Der Ausdruck Biedermeier bezieht sich zum einen auf die in dieser Zeit entstehende eigene Kultur und Kunst des Bürgertums (z. B. in der Hausmusik, der Innenarchitektur und auch in der Kleidermode), zum anderen auf die Literatur der Zeit, die oft mit dem Etikett „hausbacken“ oder „konservativ“ versehen werden. Als typisch gilt die Flucht ins Idyll und ins Private, auch um der damaligen staatlichen Repression (Metternich) zu entgehen.

Biedermeier kann heute auch auf die behagliche Wohnkultur und private Gemütlichkeit der Zeit reduziert werden, als eine gesellschaftliche Ruhephase vor den gesellschaftspolitischen Umwälzungen zur Mitte des 19. Jahrhunderts und als Reaktion auf staatliche Kontrolle und Zensur.

Auf dem Wiener Kongress ging es um eine Ordnung Europas mit dem Ziel einer Restauration, bzw. der Wiederherstellung jener Verhältnisse, die vor der Französischen Revolution Europa geprägt hatten.
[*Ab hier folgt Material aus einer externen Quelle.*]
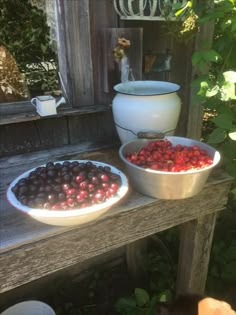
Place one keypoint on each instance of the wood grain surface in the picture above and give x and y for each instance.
(31, 250)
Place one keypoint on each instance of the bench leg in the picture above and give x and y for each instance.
(194, 253)
(134, 258)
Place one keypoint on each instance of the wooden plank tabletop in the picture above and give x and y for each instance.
(30, 249)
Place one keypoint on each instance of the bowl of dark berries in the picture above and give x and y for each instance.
(170, 168)
(68, 192)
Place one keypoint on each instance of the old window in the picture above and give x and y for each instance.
(28, 56)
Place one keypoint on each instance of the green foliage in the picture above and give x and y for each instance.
(216, 90)
(25, 33)
(140, 303)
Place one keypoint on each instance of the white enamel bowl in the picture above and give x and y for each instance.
(70, 217)
(29, 308)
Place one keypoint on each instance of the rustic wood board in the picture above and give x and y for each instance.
(31, 250)
(52, 134)
(74, 51)
(99, 127)
(102, 15)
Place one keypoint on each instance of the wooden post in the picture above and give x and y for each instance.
(195, 246)
(195, 115)
(74, 51)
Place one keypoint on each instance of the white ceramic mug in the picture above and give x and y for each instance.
(46, 105)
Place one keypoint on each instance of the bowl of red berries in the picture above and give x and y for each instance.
(68, 192)
(169, 168)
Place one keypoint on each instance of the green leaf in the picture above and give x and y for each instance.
(165, 296)
(211, 55)
(229, 272)
(229, 149)
(232, 135)
(125, 305)
(196, 57)
(231, 168)
(223, 121)
(213, 91)
(142, 297)
(203, 88)
(217, 136)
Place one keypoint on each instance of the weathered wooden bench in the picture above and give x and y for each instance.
(31, 250)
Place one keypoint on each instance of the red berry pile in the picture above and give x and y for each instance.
(162, 155)
(67, 185)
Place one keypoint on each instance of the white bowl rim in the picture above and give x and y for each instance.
(44, 213)
(216, 158)
(28, 303)
(121, 87)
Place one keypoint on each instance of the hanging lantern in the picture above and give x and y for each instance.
(148, 9)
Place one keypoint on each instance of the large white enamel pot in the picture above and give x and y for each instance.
(145, 106)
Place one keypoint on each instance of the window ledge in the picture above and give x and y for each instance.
(11, 113)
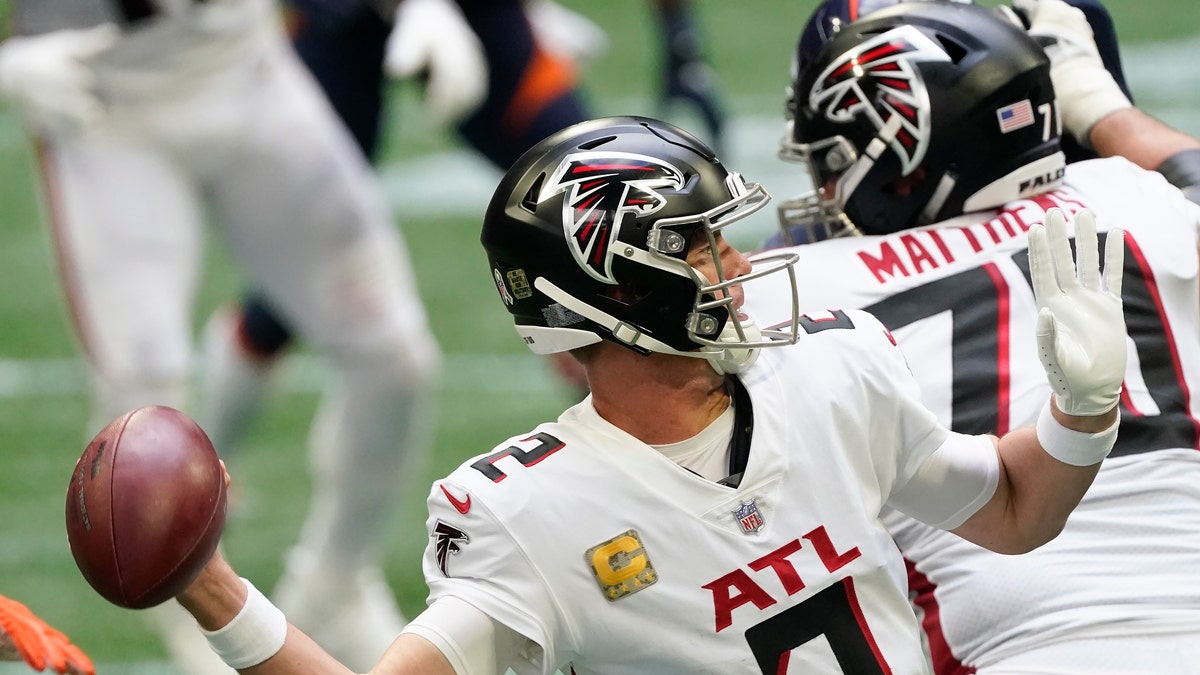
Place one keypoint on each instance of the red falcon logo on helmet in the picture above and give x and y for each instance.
(604, 187)
(879, 79)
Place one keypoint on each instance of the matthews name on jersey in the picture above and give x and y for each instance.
(958, 299)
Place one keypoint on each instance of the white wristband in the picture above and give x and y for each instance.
(1077, 448)
(256, 634)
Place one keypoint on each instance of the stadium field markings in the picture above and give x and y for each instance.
(483, 374)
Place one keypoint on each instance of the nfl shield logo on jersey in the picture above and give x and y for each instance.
(749, 518)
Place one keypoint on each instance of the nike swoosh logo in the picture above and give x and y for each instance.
(462, 506)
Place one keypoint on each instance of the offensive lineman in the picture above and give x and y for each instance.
(714, 505)
(155, 117)
(1113, 593)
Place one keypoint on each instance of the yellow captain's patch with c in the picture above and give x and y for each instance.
(621, 566)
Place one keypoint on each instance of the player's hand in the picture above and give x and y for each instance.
(1086, 90)
(432, 41)
(25, 637)
(1081, 336)
(49, 78)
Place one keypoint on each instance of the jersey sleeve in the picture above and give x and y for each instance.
(472, 556)
(940, 477)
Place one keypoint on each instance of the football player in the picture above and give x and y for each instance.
(934, 159)
(154, 118)
(714, 505)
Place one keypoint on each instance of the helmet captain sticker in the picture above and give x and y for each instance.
(604, 187)
(877, 78)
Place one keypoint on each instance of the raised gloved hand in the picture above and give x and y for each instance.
(1086, 90)
(49, 78)
(1081, 338)
(25, 637)
(432, 41)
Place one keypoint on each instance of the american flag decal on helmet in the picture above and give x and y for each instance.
(877, 79)
(603, 189)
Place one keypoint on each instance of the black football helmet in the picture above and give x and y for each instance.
(916, 113)
(588, 233)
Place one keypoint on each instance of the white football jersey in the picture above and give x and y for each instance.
(958, 299)
(615, 560)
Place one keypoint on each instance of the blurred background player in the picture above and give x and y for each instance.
(151, 119)
(24, 637)
(503, 73)
(929, 237)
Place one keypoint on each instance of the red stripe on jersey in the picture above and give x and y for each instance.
(1003, 356)
(921, 589)
(1173, 348)
(857, 609)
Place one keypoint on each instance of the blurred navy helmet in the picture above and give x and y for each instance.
(918, 112)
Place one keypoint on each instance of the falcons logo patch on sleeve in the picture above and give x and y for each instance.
(448, 541)
(603, 189)
(877, 79)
Zu diesem Zweck gingen die konservativen Monarchen Kaiser Franz I. von Österreich, der russische Zar Alexander I. und der preußische König Friedrich Wilhelm III. ein Bündnis ein. Eine bedeutende politische Rolle spielte Fürst Metternich, ein gebürtiger Rheinländer, der im Dienst des österreichischen Kaisers stand.

Als bildende Künstler des Biedermeiers gelten die Maler Moritz von Schwind, Friedrich Gauermann, Eduard Gaertner, Adolph Menzel (Frühwerk), Ludwig Richter, Carl Spitzweg, Josef Kriehuber (Portätist) und Ferdinand Georg Waldmüller.

Die Hausmusik erlangte in der Biedermeierzeit große Bedeutung. Das Klavier als Haus-Instrument wurde im Bürgertum zunehmend populär. Gefragt waren vor allem Kammermusikstücke; in den Städten wurden überall Musikgesellschaften und Gesangvereine gegründet.

Tonangebend in der Klaviermusik war Robert Schumann; auch Franz Schuberts Lieder waren weit verbreitet. Komponisten und Kapellmeister wurden teilweise gefeiert wie Stars, allen voran Johann Strauss und Joseph Lanner.

Wesentlich mehr Aufmerksamkeit als vorher widmete man auch der Kindererziehung und dem Kinderzimmer, es erschien entsprechende Literatur mit Anleitungen zur Erziehung auch eine eigene Kindermode wurde entworfen, die nicht nur eine Kopie der Erwachsenenmode war. Die Spielzeugindustrie erlebte ihre erste Blüte. 1840 gründete Friedrich Fröbel in Bad Blankenburg den ersten Kindergarten. In der Biedermeierzeit wurde auch das häusliche Weihnachtsfest in der Form ausgebildet, wie sie heute bekannt ist, mit Weihnachtsbaum, Weihnachtsliedern und Bescherung.